When Christianity arose, Christians initially used as scripture books that are now known as part of the Old Testament, and we find some variation among the books included, and indeed, Christianity wound up with a variety of canons. All these canons contained the books of the Hebrew Bible, as well as the New Testament, and most of them contain additional works. The term deuterocanon, from “second canon” has been used to describe these works.

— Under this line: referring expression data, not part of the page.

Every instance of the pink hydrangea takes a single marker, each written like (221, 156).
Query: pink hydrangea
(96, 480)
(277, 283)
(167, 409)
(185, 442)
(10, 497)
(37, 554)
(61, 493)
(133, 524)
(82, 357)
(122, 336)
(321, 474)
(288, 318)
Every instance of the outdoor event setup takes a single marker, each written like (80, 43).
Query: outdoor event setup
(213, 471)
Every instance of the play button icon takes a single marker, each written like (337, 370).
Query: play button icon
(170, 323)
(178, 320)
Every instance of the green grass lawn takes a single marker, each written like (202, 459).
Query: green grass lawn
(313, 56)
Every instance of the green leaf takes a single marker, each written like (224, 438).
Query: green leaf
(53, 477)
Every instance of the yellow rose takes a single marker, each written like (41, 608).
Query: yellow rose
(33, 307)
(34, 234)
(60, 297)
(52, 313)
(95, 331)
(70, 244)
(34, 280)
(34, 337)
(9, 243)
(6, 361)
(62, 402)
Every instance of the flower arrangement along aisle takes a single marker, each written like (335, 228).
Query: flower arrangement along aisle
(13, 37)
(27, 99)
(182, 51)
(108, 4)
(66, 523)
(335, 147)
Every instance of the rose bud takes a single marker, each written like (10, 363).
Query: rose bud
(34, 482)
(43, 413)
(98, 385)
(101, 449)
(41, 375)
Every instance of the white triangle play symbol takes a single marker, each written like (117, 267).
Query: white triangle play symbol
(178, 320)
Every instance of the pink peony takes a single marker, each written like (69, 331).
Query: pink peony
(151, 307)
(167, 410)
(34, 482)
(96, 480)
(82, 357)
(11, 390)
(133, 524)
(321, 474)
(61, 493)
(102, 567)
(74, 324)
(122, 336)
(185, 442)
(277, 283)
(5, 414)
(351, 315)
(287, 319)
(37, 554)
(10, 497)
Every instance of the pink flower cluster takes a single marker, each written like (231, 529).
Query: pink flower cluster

The deuterocanon of the Roman Catholic Church includes Tobit, Judith, the Greek additions to Esther and Daniel, 1 and 2 Maccabees, Wisdom, Ben Sira, and Baruch. In Eastern Orthodox Churches, one finds 1 Esdras, the Prayer of Manasseh, 3 and 4 Maccabees, and a 151st Psalm. Here and there one goes even further afield: the Book of Enoch, the Book of Jubilees, and others appear in the canon of the Ethiopian Orthodox Tewahido Church.

Protestants for the most part don’t accord any official status to Deuterocanonical works, Anglicans being a notable exception.

The Production of Christian Canons

From its beginning, early Christianity was deeply concerned to justify in teachings through Scripture, which for the earliest Christian communities appears to have consisted of the same books that were being used as Scripture by Jews. The writers of the New Testament, for example, quote most of the books of the Hebrew Bible, but there is also a quotation of 1 Enoch.

The first few centuries of Christianity have produced an extensive literature, and it simply does not appear that nailing down the exact boundaries of a canon was a major concern of the first three centuries. In the fourth and fifth centuries, we find the codices Alexandrinus, Sinaiticus, and Vaticanus, three relatively complete Bibles that have survived to the present day.

Alexandrinus contains books much like one would find in a Roman Catholic Bible today, but additionally contains 3 and 4 Maccabees, Psalm 151, and 1 and 2 Clement. In Sinaiticus, much of the Old Testament is now missing due to damage, but what is left shows that Tobit, Judith, 1 and 4 Maccabees, Wisdom, and Ben Sira were all included in the Old Testament. The New Testament contains the 27 conventional books used today, along with Barnabas and the Shepherd of Hermas. Vaticanus has none of the Maccabees, but otherwise contains the usual complement of deuterocanon. Its New Testament is missing the Pastoral Epistles and Revelation.

Another way to look at the development of Christian canons is to read Gallagher and Meade’s The Biblical Canon Lists from Early Christianity, where the interested reader can see the gradual process as early Christianity worked its way toward a fixed canon.

Implications

To sum it up, it appears that Second Temple Judaism saw the growth of a collection of literature that was treated as authoritative for Jews, although it appears that the exact borders of that collection were not formally and totally defined until some time after the destruction of the Second Temple. When the Jesus movement began, its believers picked up the somewhat-undefined set of sacred Scriptures that various Jewish groups were using, and began adding their own literature.

Judaism — with the exception of Beta Israel — wound up settling on a well-defined canon by Misnaic or Talmudic times, while as Christianity spread far and wide, it never did settle on one single canon. We are left with a situation where there is a smaller Protestant canon, a larger Catholic canon, and a variety of even larger Eastern Orthodox and Oriental Orthodox canons.